Dopo che domenica il governo tedesco aveva inoltrato una richiesta formale di spiegazioni alla Casa Bianca, ieri sono stati i greci a chiedere conto delle intercettazioni ai danni delle sedi diplomatiche elleniche. «Lo spionaggio dell’Europa da parte degli Stati Uniti deve cessare immediatamente» ha chiesto il presidente francese Hollande, agganciando la richiesta di garanzie nientemeno che al buon esito dei negoziati per un accordo di libero scambio tra le due sponde dell’Atlantico.

In Italia il presidente Napolitano ha chiesto «risposte soddisfacenti su una questione spinosa che ha provocato una forte discussione tra istituzioni europee e amministrazione americana». Anche il premier Letta è intervenuto ribadendo «fiducia che tutti i chiarimenti saranno dati. Non ho dubbi che questo avverrà e noi chiederemo che questo avvenga» e in giornata il ministro degli Esteri, Emma Bonino, aveva fatto sapere di aver chiesto «ufficialmente conto delle operazioni di spionaggio al governo statunitense».

L’Europa (al netto della posizione isolata dell’Alto rappresentante per gli affari esteri e la politica di sicurezza, la baronessa inglese Catherine Ashton) si è schierata tutta da una parte e gli Usa dall’altra. Il segretario di stato americano, John Kerry, in mattinata aveva provato a snobbare le proteste dei governi dell’Ue: «Non è inusuale che i paesi intraprendano attività per proteggere la loro sicurezza nazionale» aveva puntualizzato. Poi, vista la compattezza del fronte europeo, Barack Obama ha dovuto correggere il tiro: «Daremo agli alleati europei le spiegazioni che chiedono» ha concesso, parlando dal suo tour africano.

Nel frattempo, dopo che la via dell’Ecuador si è rivelata impraticabile (da Mosca dicono per responsabilità del paese sudamericano, da Quito incolpano l’opposizione dei russi) Snowden ha presentato domanda di asilo politico in Russia al servizio di immigrazione federale di Mosca.

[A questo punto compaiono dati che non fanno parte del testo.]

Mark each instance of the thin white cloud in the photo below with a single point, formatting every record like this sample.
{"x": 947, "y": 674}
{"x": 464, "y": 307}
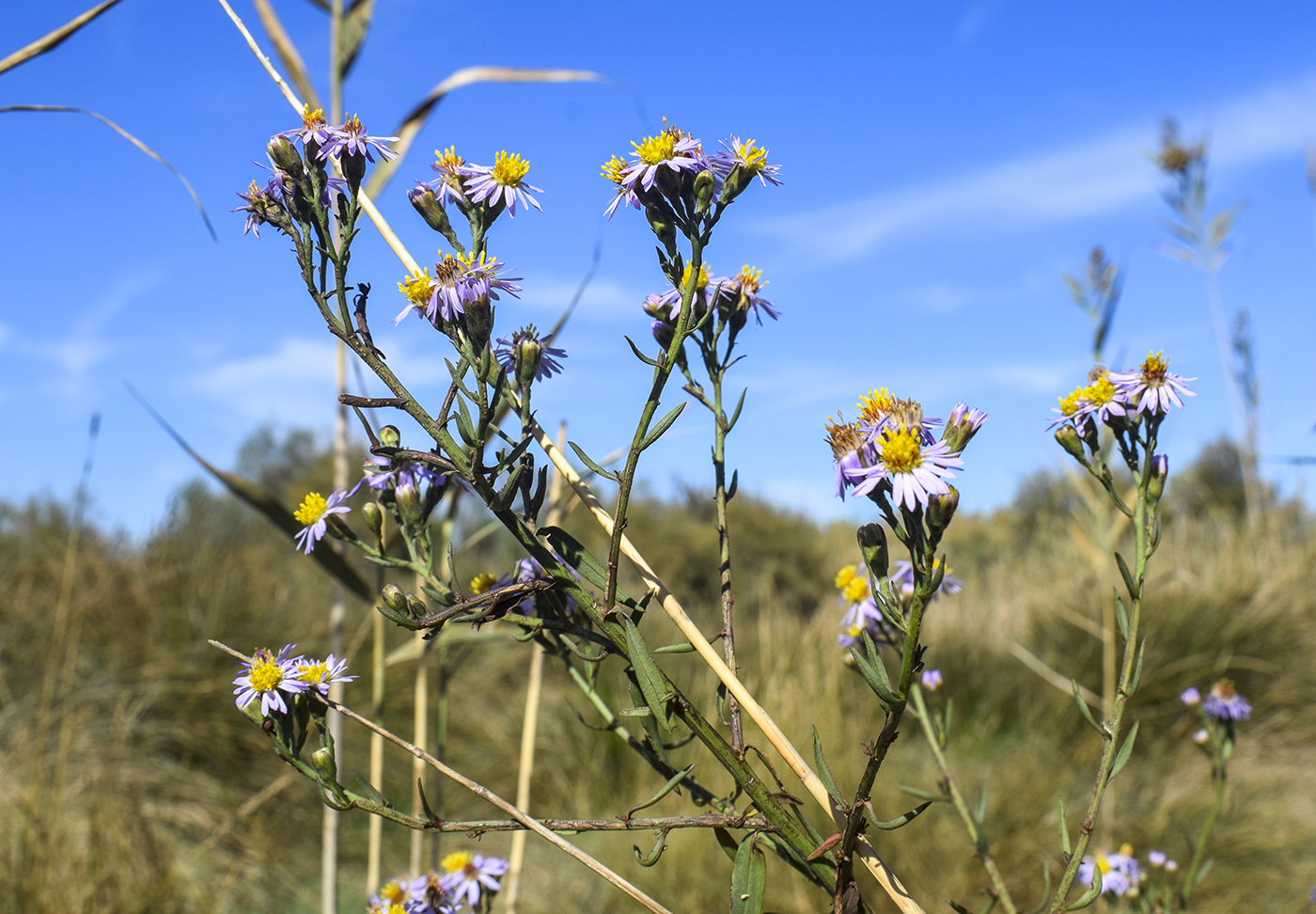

A presentare la richiesta è stata Sarah Harrison, la giornalista britannica e consulente legale di WikiLeaks che accompagna il giovane analista informatico americano che si è rivolta al consolato russo presente nell’area transiti dell’aeroporto moscovita di Sheremetyevo, dove la "talpa" è asserragliata dal 23 giugno scorso, quando vi è arrivata da Hong Kong.

Vladimir Putin non ha intenzione di lasciarsi sfuggire il prezioso ospite e ieri ha iniziato a costruire intorno all’ex agente americano una narrazione da campione dei diritti umani. «Si sente, più che un ex ufficiale dell’intelligence, un dissidente, qualcosa di simile a Sakharov», il fisico sovietico, famoso per il contributo alla messa a punto della bomba all’idrogeno e successivamente per la sua attività in favore dei diritti civili che gli valse il premio Nobel per la pace. Putin ha confermato che «la Russia non sta estradando nessuno e non lo farà». Se Snowden vuole stare in Russia deve però «cessare il suo lavoro volto a danneggiare i nostri partner americani», ha specificato, aggiungendo che «Snowden non è un agente russo, e i servizi segreti russi non stanno lavorando con lui».